GWDG Achieves 4x Storage Performance Leap with Megware’s All-NVMe Lustre Solution Powered by Xinnor xiRAID
Illustrating the performance and resiliency provided by Xinnor
This is a Press Release edited by StorageNewsletter.com on April 7, 2026 at 2:01 pmThe Gesellschaft für wissenschaftliche Datenverarbeitung (GWDG), operator of the Emmy HPC cluster serving over 1,500 compute nodes and 150,000 CPU cores, has deployed a new multi-petabyte all-NVMe storage system in partnership with Megware.
Built on Xinnor‘s xiRAID and Lustre architecture, the solution surpasses GWDG’s previous storage system in all performance areas by a factor of more than 4 – fully exploiting the capabilities of its 2×100G OPA network connections.
The deployment eliminates I/O bottlenecks for mixed HPC and AI workloads while laying the groundwork for future upgrades to 400G networking and next-gen AMD EPYC-based compute.
GWDG required a storage solution capable of supporting diverse, data-intensive research workloads ranging from traditional HPC simulations to modern AI model training. The goals were clear: eliminate I/O bottlenecks, provide true high availability with no single points of failure, support predictable scaling, and enable a smooth transition to next-generation network speeds without a disruptive forklift upgrade.
Megware selected the Celestica SC6100 Storage Bridge Bay platform – a dual-node chassis sharing 24 NVMe drives – as the foundation for the solution. Each drive is split into two namespaces and connected via PCIe lanes to both server nodes simultaneously, enabling concurrent utilization and exposing 48 virtual drives per system. Xinnor’s xiRAID manages a topology of RAID10 groups for metadata and RAID6 groups for object storage, delivering 245TB of usable capacity per system.
Integrated with Pacemaker and Corosync for high-availability orchestration, the cluster is protected against both multiple drive failures and complete node failures. If a node goes offline, its RAID groups automatically fail over to the surviving node and fail back seamlessly upon recovery.
The solution connects at 4×100Gb/s Omni-Path per system (2 per server), fully exploiting the available network bandwidth.
“The performance improvement we’ve seen since deploying the new storage system has been remarkable. Our researchers no longer face I/O bottlenecks when running demanding HPC or AI workloads, and the high-availability design gives us the operational confidence we need in a production environment. Megware and Xinnor delivered exactly what they promised,” said Sebastian Krey, HPC system architect and storage expert, GWDG.

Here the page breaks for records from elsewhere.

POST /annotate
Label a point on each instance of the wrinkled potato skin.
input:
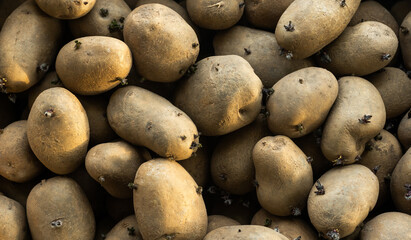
(312, 35)
(95, 66)
(223, 95)
(48, 202)
(351, 192)
(164, 46)
(165, 207)
(283, 192)
(60, 142)
(343, 134)
(146, 119)
(18, 65)
(302, 97)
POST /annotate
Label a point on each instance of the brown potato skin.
(302, 97)
(343, 134)
(222, 95)
(59, 142)
(96, 66)
(261, 50)
(17, 162)
(48, 202)
(287, 190)
(165, 207)
(164, 46)
(388, 225)
(312, 35)
(18, 65)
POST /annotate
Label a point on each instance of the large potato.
(357, 115)
(164, 46)
(223, 95)
(307, 26)
(27, 27)
(58, 130)
(168, 203)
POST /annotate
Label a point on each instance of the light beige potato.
(17, 161)
(27, 27)
(146, 119)
(301, 101)
(357, 115)
(260, 49)
(307, 26)
(58, 130)
(57, 208)
(168, 209)
(221, 96)
(285, 192)
(94, 64)
(164, 46)
(350, 193)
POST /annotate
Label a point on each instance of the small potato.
(57, 208)
(222, 95)
(341, 199)
(357, 115)
(285, 192)
(94, 64)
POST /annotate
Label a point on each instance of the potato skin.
(146, 119)
(316, 24)
(20, 67)
(59, 141)
(177, 205)
(47, 206)
(351, 192)
(344, 135)
(95, 66)
(164, 46)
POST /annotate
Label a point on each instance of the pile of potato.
(205, 119)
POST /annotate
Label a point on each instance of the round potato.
(94, 64)
(58, 130)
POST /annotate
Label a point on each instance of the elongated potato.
(307, 26)
(20, 69)
(168, 209)
(94, 64)
(349, 194)
(58, 130)
(144, 118)
(357, 115)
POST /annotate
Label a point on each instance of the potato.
(17, 162)
(294, 108)
(66, 9)
(291, 227)
(164, 46)
(388, 225)
(177, 206)
(260, 49)
(58, 130)
(395, 89)
(144, 118)
(94, 64)
(27, 27)
(284, 193)
(57, 208)
(221, 96)
(400, 185)
(349, 194)
(105, 19)
(244, 232)
(357, 115)
(114, 166)
(307, 26)
(215, 14)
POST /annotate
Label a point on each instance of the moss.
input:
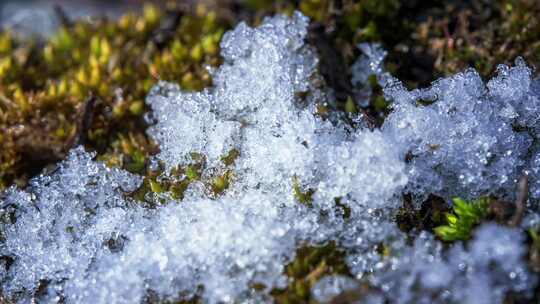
(302, 196)
(44, 90)
(464, 217)
(310, 265)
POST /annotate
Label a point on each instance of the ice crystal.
(487, 269)
(76, 236)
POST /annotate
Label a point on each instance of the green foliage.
(44, 90)
(303, 197)
(310, 264)
(463, 218)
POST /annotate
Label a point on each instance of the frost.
(77, 236)
(460, 134)
(488, 268)
(331, 286)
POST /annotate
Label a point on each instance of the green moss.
(310, 265)
(463, 218)
(44, 91)
(302, 196)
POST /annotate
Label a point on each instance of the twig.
(62, 16)
(521, 199)
(85, 122)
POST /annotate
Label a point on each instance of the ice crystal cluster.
(75, 235)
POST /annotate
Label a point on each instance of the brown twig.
(85, 122)
(521, 199)
(62, 16)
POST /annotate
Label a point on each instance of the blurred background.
(42, 17)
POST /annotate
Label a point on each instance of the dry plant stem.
(522, 195)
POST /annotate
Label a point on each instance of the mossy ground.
(86, 84)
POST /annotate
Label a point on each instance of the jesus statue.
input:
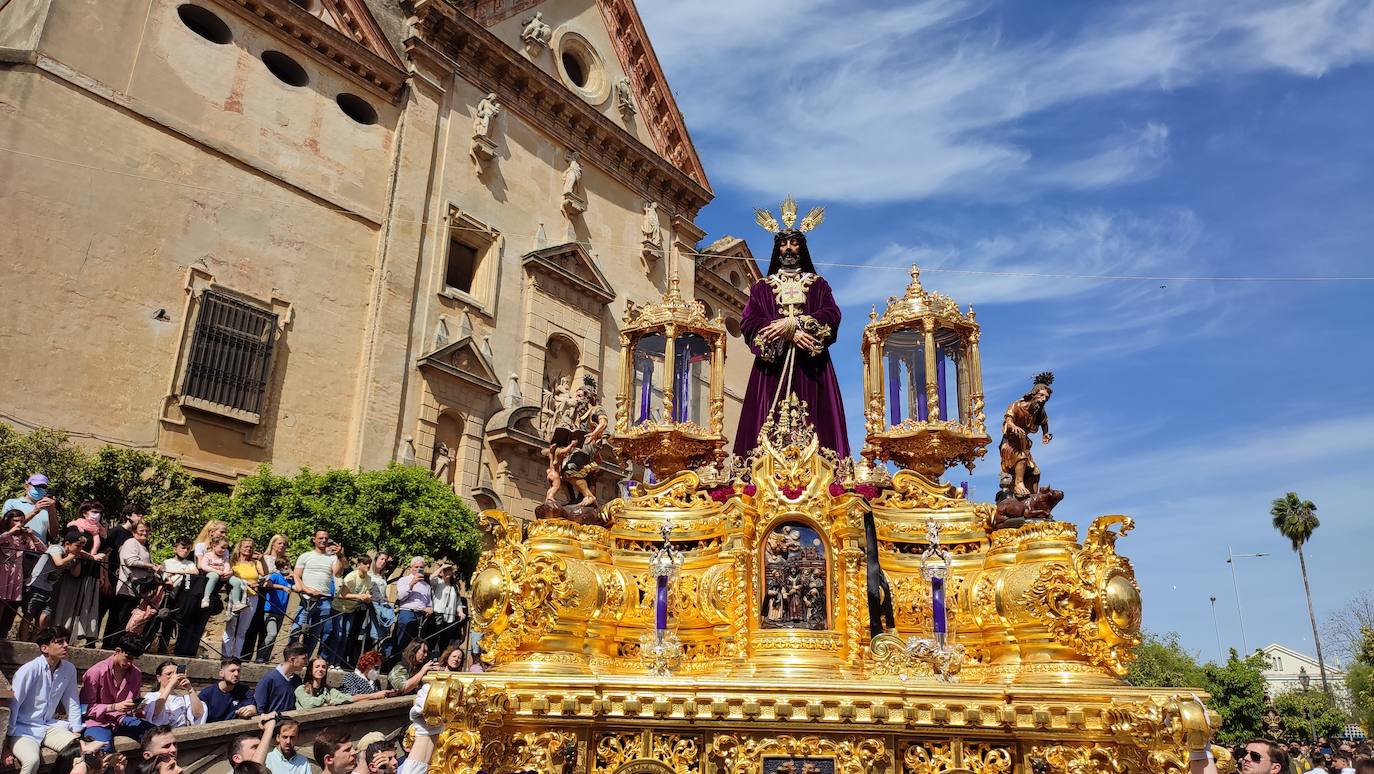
(789, 323)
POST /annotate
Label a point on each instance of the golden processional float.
(719, 619)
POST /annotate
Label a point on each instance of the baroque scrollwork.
(741, 754)
(1091, 602)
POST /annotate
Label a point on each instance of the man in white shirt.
(40, 689)
(313, 578)
(285, 759)
(425, 736)
(36, 505)
(173, 704)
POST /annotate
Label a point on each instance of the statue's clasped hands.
(786, 329)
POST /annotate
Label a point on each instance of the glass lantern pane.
(955, 382)
(906, 370)
(691, 387)
(649, 380)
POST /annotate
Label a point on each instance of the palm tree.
(1296, 520)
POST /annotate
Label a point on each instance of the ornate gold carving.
(928, 758)
(742, 754)
(983, 758)
(679, 752)
(528, 751)
(1091, 602)
(616, 749)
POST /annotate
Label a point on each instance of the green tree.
(111, 476)
(1310, 714)
(399, 509)
(1296, 520)
(1237, 690)
(1161, 661)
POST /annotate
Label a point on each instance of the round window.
(580, 66)
(205, 24)
(575, 68)
(286, 69)
(356, 107)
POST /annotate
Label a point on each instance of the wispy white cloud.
(925, 99)
(1079, 242)
(1131, 156)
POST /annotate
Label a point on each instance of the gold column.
(962, 373)
(932, 384)
(877, 393)
(976, 377)
(717, 387)
(669, 371)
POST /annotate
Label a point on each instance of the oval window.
(356, 107)
(286, 69)
(575, 68)
(205, 24)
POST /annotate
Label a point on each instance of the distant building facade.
(335, 233)
(1285, 668)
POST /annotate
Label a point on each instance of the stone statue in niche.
(535, 33)
(557, 406)
(651, 246)
(487, 109)
(573, 201)
(484, 147)
(625, 96)
(794, 579)
(443, 462)
(650, 228)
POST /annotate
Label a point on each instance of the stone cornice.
(597, 289)
(664, 118)
(378, 70)
(445, 39)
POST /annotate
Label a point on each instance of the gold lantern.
(671, 404)
(924, 384)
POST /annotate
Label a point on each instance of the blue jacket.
(276, 693)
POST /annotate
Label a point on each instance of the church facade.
(338, 233)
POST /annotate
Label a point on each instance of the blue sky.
(1154, 138)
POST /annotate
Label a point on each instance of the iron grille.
(231, 351)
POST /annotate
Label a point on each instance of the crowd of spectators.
(80, 718)
(338, 605)
(59, 583)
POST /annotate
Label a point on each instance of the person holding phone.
(173, 704)
(39, 506)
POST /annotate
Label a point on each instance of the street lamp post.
(1230, 560)
(1305, 681)
(1220, 653)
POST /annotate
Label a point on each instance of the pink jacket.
(99, 690)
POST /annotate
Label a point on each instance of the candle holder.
(924, 404)
(671, 404)
(661, 650)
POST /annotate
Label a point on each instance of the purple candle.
(895, 389)
(661, 605)
(944, 413)
(646, 388)
(937, 611)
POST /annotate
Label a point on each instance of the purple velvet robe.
(814, 380)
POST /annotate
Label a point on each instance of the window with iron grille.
(231, 351)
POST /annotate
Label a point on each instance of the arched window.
(794, 578)
(448, 437)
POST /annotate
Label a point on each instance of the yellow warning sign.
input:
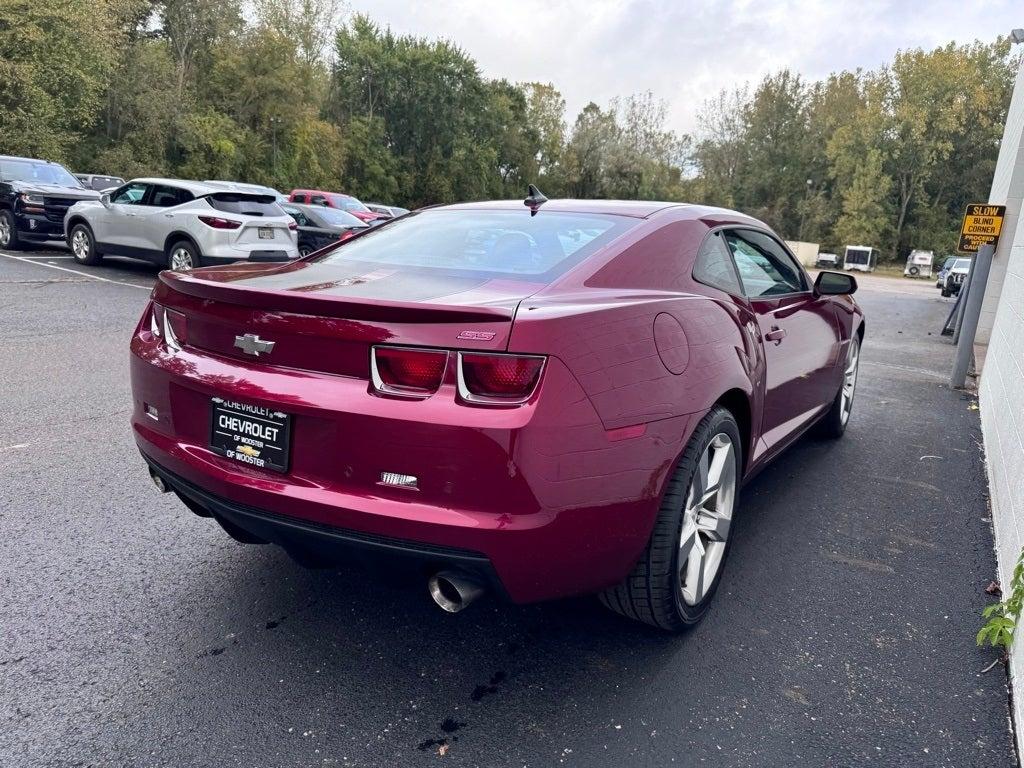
(982, 223)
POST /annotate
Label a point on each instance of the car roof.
(29, 160)
(636, 208)
(196, 187)
(318, 192)
(315, 210)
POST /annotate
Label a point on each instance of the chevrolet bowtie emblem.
(253, 344)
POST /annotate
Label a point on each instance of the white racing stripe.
(75, 271)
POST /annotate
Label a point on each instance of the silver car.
(180, 225)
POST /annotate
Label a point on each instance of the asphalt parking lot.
(136, 634)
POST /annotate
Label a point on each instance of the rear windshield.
(348, 204)
(339, 218)
(485, 243)
(248, 205)
(43, 173)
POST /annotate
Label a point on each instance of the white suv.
(180, 225)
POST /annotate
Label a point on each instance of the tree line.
(299, 93)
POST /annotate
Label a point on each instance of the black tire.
(833, 424)
(308, 559)
(9, 240)
(88, 254)
(652, 591)
(176, 254)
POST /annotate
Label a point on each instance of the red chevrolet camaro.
(539, 401)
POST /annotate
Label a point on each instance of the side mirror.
(835, 284)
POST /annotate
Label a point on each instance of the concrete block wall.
(1003, 426)
(1008, 189)
(1001, 388)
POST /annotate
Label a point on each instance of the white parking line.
(74, 271)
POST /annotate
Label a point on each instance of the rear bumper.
(552, 502)
(38, 226)
(334, 543)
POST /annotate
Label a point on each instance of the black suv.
(35, 196)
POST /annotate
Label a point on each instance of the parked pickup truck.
(35, 195)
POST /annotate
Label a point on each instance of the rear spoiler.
(329, 306)
(230, 196)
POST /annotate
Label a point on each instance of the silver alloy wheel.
(707, 518)
(181, 260)
(80, 245)
(850, 381)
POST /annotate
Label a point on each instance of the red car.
(540, 402)
(335, 200)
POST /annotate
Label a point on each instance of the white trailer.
(860, 258)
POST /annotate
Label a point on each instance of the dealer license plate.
(250, 434)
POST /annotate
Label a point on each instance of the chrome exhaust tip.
(452, 591)
(158, 481)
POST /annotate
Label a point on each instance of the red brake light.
(408, 372)
(176, 327)
(218, 223)
(498, 379)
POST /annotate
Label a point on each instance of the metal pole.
(972, 311)
(962, 300)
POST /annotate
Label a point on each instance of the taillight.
(408, 372)
(498, 379)
(218, 223)
(170, 326)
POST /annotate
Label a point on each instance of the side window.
(165, 197)
(713, 265)
(130, 195)
(765, 268)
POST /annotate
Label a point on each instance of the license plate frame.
(253, 435)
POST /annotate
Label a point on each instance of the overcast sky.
(686, 51)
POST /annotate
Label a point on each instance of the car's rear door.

“Partnering with GWDG on this project was a great opportunity to show what a well-architected all-NVMe Lustre solution can achieve in a real production research environment. By combining Xinnor’s xiRAID with the Celestica SC6100 platform and Lustre, we delivered a system that not only meets today’s demands but is built to grow with GWDG’s needs – from 100G to 400G networking and beyond,” said Markus Hilger, HPC engineer, Megware.
“GWDG’s deployment demonstrates exactly what xiRAID was built for – delivering NVMe performance at scale without sacrificing resilience or operational simplicity. By fully leveraging the available network bandwidth, the new system achieves more than four times the throughput of its predecessor, and the architecture is designed to step up to 400G connectivity when GWDG is ready. We are proud that xiRAID is at the heart of one of Europe’s most demanding research storage environments,” said Dmitry Livshits, CEO, Xinnor.
The architecture was designed from the outset for forward compatibility. With the upcoming switch to the CN5000 400G interconnect generation, GWDG will unlock a further step-change in storage performance – with no need to replace the underlying storage hardware.
In parallel, GWDG is preparing for the next generation of HPC compute based on Megware’s Eureka platform, a direct liquid cooling (DLC) warm-water cooled node design. The upcoming system will consist of more than 300 nodes featuring AMD EPYC Turin 9745 128-core and Venice 128-core CPUs, delivering a major leap in compute density and energy efficiency for the Emmy cluster ecosystem.